Cependant, les comportements des partis traditionnels n'ont pas changé durant cette campagne : "ils passent leur temps à s'invectiver et font une campagne à l'ancienne comme s'ils avaient acquis 80% des voix" explique le sondeur Ilias Nikolakopoulos. Aucun accord n'a été trouvé pour organiser un débat télévisé entre les deux dirigeants Antonis Samaras (Nouvelle Démocratie) et Evengélos Vénizélos (Pasok).

A noter qu'en dépit de sa recomposition, la scène politique souffre d'un manque de sang neuf, les rôles étant pour l'essentiel redistribués entre des acteurs vétérans.

La composition actuelle du Parlement grec (AFP)
La composition actuelle du Parlement grec (AFP)
La montée des extrêmes

Le débat électoral est donc essentiellement assuré par les extrêmes et les opposants à l'austérité. 

Parmi eux, les favoris des sondages sont aux deux bords de l'échiquier politique : la gauche radicale du Syriza, créditée de 13% des voix contre 4,6% en 2009, et Chryssi Avghi (Aube dorée), formation d'obédience ouvertement néo-nazie née en 1980. 

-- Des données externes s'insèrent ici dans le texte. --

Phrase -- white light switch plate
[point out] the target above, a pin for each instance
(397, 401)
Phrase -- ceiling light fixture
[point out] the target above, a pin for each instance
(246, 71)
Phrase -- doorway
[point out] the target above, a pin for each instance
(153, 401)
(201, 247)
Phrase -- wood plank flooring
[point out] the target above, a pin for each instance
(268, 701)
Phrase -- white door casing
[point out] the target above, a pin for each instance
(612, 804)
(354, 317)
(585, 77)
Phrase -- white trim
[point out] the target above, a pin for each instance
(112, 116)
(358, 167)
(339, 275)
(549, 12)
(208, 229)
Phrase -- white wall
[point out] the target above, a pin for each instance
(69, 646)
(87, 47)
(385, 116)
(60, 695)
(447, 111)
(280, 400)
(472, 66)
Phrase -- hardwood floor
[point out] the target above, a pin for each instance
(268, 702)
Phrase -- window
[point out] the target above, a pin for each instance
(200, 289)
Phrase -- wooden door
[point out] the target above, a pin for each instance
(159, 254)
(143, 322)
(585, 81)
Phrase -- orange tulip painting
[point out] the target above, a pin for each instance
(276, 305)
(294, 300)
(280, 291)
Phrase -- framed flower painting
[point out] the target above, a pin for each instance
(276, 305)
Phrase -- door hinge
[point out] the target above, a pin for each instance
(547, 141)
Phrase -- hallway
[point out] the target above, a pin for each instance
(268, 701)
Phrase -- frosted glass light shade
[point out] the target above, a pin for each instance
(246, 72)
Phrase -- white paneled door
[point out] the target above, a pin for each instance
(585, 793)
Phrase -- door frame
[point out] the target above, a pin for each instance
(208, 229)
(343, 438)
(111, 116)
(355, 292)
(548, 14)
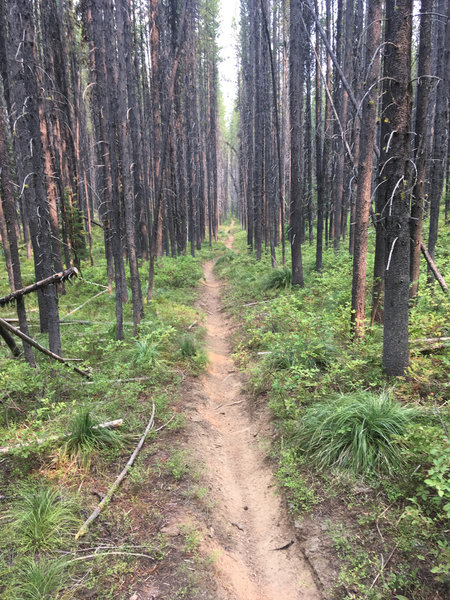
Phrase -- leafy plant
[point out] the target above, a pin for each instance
(300, 495)
(41, 518)
(356, 432)
(278, 279)
(86, 436)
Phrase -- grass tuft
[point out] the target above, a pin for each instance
(39, 580)
(86, 436)
(356, 432)
(41, 518)
(187, 346)
(278, 279)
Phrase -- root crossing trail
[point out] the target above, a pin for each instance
(247, 525)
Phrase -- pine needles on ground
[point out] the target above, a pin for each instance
(356, 432)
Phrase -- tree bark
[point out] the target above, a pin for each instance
(398, 92)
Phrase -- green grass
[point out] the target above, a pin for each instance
(188, 347)
(86, 436)
(39, 579)
(42, 518)
(358, 432)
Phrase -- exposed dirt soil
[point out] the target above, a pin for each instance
(256, 554)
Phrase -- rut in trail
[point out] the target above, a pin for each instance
(247, 523)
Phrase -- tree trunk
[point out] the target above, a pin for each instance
(363, 193)
(398, 92)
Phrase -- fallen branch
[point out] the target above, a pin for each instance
(430, 340)
(89, 556)
(119, 479)
(52, 438)
(9, 340)
(84, 303)
(231, 404)
(55, 278)
(285, 547)
(433, 267)
(35, 344)
(431, 349)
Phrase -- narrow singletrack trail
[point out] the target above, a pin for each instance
(247, 524)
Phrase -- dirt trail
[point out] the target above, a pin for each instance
(248, 523)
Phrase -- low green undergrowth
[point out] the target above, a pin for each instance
(48, 412)
(360, 432)
(344, 430)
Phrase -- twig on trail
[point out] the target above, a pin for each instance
(285, 547)
(109, 554)
(120, 380)
(119, 479)
(383, 567)
(231, 404)
(84, 303)
(248, 304)
(165, 424)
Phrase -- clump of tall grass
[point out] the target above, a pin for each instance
(278, 279)
(358, 432)
(39, 579)
(41, 518)
(188, 346)
(86, 436)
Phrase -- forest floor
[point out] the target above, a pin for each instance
(247, 529)
(242, 541)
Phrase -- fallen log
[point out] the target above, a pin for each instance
(84, 303)
(430, 340)
(52, 438)
(55, 278)
(9, 340)
(433, 267)
(119, 479)
(26, 338)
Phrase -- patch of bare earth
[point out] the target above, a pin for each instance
(247, 531)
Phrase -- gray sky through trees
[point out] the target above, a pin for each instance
(229, 9)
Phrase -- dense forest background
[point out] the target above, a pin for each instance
(120, 175)
(111, 118)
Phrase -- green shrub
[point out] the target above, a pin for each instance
(357, 432)
(41, 518)
(300, 495)
(278, 279)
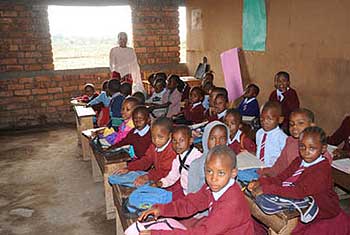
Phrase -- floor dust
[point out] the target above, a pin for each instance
(43, 171)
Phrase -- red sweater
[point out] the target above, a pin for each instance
(196, 114)
(161, 162)
(228, 215)
(140, 143)
(342, 134)
(245, 144)
(289, 103)
(315, 181)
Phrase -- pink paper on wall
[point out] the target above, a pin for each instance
(232, 73)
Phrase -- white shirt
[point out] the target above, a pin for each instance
(275, 142)
(143, 131)
(237, 137)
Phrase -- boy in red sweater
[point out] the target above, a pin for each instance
(228, 209)
(140, 136)
(238, 141)
(286, 96)
(160, 154)
(309, 175)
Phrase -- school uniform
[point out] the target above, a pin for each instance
(289, 153)
(194, 113)
(160, 158)
(179, 169)
(139, 139)
(269, 145)
(302, 179)
(241, 142)
(249, 107)
(289, 102)
(228, 212)
(342, 134)
(219, 116)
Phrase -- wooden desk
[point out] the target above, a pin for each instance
(281, 223)
(120, 193)
(191, 81)
(107, 165)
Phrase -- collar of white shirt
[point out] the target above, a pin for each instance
(143, 131)
(222, 114)
(161, 149)
(308, 164)
(196, 104)
(236, 137)
(247, 101)
(217, 195)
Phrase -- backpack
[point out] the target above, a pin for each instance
(272, 204)
(160, 224)
(145, 197)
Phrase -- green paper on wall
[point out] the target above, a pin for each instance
(254, 25)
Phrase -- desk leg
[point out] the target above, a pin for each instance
(110, 208)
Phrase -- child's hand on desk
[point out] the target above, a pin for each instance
(150, 212)
(121, 171)
(141, 180)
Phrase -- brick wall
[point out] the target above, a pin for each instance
(25, 43)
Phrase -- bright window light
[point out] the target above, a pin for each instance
(83, 36)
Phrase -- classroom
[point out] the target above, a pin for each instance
(174, 117)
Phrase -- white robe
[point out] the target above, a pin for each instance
(124, 61)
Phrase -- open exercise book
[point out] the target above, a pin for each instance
(342, 165)
(246, 160)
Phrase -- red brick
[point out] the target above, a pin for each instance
(55, 90)
(56, 103)
(39, 91)
(22, 92)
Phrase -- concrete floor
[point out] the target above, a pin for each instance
(43, 171)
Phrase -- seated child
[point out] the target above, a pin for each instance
(158, 97)
(215, 133)
(342, 134)
(127, 125)
(238, 141)
(249, 106)
(160, 154)
(89, 93)
(220, 105)
(228, 209)
(140, 136)
(299, 120)
(186, 153)
(285, 95)
(309, 175)
(194, 111)
(270, 139)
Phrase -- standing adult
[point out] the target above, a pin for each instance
(122, 60)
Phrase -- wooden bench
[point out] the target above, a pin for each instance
(281, 223)
(122, 222)
(107, 165)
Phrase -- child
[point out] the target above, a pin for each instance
(186, 153)
(249, 106)
(342, 134)
(194, 112)
(285, 95)
(298, 121)
(270, 139)
(228, 209)
(127, 125)
(220, 105)
(158, 97)
(215, 133)
(238, 141)
(309, 175)
(160, 154)
(140, 136)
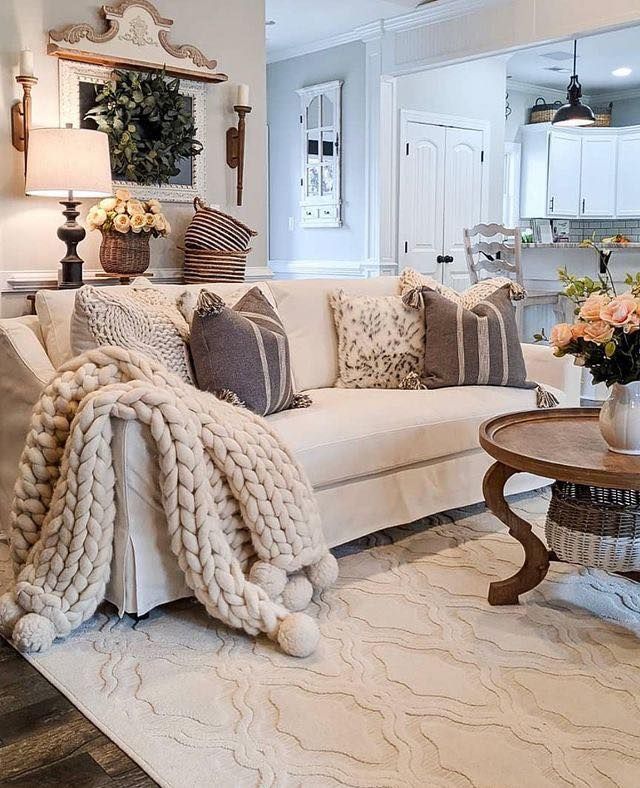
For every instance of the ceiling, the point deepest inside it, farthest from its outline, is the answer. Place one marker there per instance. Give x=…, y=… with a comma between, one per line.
x=301, y=22
x=598, y=56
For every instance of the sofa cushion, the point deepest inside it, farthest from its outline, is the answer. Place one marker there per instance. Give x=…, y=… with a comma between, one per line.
x=141, y=319
x=306, y=313
x=55, y=307
x=380, y=340
x=348, y=433
x=243, y=351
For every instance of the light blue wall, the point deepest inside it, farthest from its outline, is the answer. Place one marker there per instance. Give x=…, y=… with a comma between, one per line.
x=283, y=106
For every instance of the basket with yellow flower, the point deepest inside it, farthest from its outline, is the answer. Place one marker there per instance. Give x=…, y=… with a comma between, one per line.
x=127, y=224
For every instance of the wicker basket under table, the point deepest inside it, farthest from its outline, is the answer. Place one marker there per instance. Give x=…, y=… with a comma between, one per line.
x=594, y=515
x=595, y=526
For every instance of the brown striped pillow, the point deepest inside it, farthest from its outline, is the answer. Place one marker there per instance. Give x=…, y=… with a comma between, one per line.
x=243, y=352
x=472, y=347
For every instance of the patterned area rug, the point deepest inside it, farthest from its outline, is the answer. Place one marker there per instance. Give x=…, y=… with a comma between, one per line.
x=417, y=680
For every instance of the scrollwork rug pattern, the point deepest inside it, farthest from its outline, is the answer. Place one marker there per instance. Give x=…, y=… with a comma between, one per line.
x=417, y=681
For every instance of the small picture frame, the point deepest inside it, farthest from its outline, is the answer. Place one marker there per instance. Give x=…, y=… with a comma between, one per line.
x=542, y=233
x=561, y=230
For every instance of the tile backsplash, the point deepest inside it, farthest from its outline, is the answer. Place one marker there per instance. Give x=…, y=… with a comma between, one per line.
x=579, y=229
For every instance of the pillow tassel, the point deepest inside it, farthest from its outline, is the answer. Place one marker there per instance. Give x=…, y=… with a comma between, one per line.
x=517, y=291
x=226, y=395
x=412, y=382
x=209, y=304
x=545, y=399
x=413, y=298
x=301, y=401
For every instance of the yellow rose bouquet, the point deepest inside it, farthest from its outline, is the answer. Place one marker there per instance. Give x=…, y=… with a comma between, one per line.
x=123, y=213
x=127, y=224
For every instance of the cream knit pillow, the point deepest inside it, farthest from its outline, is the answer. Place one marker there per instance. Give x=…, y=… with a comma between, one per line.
x=380, y=340
x=138, y=319
x=410, y=279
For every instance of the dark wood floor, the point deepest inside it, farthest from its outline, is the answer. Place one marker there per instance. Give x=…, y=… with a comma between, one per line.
x=45, y=740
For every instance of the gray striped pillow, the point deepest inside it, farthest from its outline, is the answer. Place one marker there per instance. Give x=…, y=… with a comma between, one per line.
x=243, y=351
x=473, y=347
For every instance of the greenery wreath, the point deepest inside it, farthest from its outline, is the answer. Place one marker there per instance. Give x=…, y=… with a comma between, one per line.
x=149, y=123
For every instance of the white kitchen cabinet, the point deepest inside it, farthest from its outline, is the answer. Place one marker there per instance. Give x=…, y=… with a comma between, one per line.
x=598, y=175
x=563, y=180
x=628, y=180
x=580, y=173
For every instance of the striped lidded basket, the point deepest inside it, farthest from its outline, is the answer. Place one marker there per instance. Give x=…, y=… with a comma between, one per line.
x=595, y=526
x=216, y=246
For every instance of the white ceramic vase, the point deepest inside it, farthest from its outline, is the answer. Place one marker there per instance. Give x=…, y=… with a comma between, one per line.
x=620, y=418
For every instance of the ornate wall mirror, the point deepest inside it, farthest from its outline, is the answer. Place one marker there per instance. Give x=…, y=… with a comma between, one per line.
x=78, y=82
x=321, y=145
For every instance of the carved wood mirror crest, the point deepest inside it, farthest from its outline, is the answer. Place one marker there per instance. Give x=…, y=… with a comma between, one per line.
x=137, y=37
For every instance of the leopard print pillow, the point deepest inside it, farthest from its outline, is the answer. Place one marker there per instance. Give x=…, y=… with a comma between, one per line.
x=380, y=341
x=410, y=279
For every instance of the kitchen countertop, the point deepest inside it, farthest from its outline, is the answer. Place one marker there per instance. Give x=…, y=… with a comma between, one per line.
x=568, y=245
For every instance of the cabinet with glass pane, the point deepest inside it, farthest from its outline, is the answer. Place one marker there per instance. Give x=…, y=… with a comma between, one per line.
x=320, y=117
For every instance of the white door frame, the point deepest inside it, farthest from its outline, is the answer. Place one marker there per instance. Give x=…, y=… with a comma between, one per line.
x=436, y=119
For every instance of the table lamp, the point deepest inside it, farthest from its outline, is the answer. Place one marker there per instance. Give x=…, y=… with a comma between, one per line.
x=69, y=163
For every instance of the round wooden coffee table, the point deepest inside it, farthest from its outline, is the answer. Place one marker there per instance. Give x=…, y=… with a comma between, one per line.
x=564, y=444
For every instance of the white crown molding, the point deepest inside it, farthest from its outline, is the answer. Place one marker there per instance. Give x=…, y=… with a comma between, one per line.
x=430, y=14
x=364, y=33
x=425, y=15
x=596, y=95
x=615, y=95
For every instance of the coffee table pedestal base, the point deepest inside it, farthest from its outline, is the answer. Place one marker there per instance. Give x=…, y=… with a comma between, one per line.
x=536, y=555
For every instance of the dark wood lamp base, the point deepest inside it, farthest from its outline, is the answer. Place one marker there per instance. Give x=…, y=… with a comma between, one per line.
x=71, y=233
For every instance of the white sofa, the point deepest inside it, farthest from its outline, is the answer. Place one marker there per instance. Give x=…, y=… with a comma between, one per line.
x=376, y=458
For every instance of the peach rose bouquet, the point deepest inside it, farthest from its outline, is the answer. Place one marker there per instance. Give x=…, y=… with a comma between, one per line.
x=124, y=214
x=605, y=336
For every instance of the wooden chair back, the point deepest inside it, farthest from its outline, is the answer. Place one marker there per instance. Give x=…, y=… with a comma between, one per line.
x=500, y=256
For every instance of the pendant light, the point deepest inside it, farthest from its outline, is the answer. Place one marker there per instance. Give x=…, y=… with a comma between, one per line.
x=574, y=112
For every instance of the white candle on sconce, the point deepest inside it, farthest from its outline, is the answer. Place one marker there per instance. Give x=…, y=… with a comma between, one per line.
x=243, y=96
x=26, y=63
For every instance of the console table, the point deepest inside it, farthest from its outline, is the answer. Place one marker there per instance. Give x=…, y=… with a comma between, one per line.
x=563, y=444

Syriza est menée par le benjamin de la scène politique grecque, Alexis Tsipras, 37 ans. Il a fait ses classes dans les jeunesses communistes. Le parti (l'équivalent du Front de gauche de Mélenchon en France) attire jeunes et intellos. 

Le fondateur de Chryssi Avghi, Nikos Mihaloliakos, est lui tristement célèbre pour avoir effectué le salut hitlérien au conseil municipal d'Athènes où il est élu depuis 2010. 

Son parti, xénophobe et violent, recrute à Athènes et dans les zones déshéritées, surfant sur le sentiment anti-immigrés dans un pays ravagé par le chômage (21,8%), où le PIB a chuté de près de 15% en quatre ans. L'immigration est devenu un thème de campagne.

Pour Christophe Vernadarkis, analyste de l'institut VORC, la possible entrée de ce dernier au Parlement grec "risque d'être la grande surprise du scrutin". Chryssi Avghi pourrait passer de moins de 1% des voix à plus de 5% ce qui lui assurerait potentiellement jusqu'à 15 députés sur 300. "Les gens ne mesurent pas le caractère profondément à part, antisystèmique et nazi" de ce groupe estime Christophe Vernadarkis.

Plus généralement, la droite nationaliste hors Nouvelle Démocratie - deux autres partis outre Chryssi Avghi - pourrait engranger jusqu'à 15%, contre 5,6% en 2009. Cela priverait donc Nouvelle Démocratie de décrocher une majorité suffisante pour gouverner seule. 

Le bloc de gauche hors Pasok socialiste - Syriza, le parti communiste KKE et la Gauche démocratique - pourrait cumuler 30% des voix contre 12% en 2009, selon Christophe Vernadarkis. Le Pasok est crédité de moins de la moitié de ses 44% de voix de 2009.

Un futur gouvernement de coalition

Mercredi 11 avril, Lucas Papademos annonçait à la télévision : "Les choix que nous allons faire (lors de ces élections, NDLR) vont définir l'avenir du pays pour les prochaines décennies." Le Premier ministre  a souhaité que les Grecs "choisissent la voie qui assure sa position dans l'Union européenne et la zone euro, la voie de l'assainissement de l'économie du pays et des réformes structurelles".

"Il y a des gens très inquiets en ce moment" sur la possibilité de former un gouvernement après les élections note Ilias Nikolakopoulos. Mais la "pression de la société pour un gouvernement de coalition est très très forte".

Pour la journaliste grecque Melina Xaritatou ces élections sont "comme un puzzle empreint de confusion, d'émotions et parfois de stratégies personnelles complexes qui devraient ouvrir la voie à un jeu de dominos débouchant sur... l'inconnu".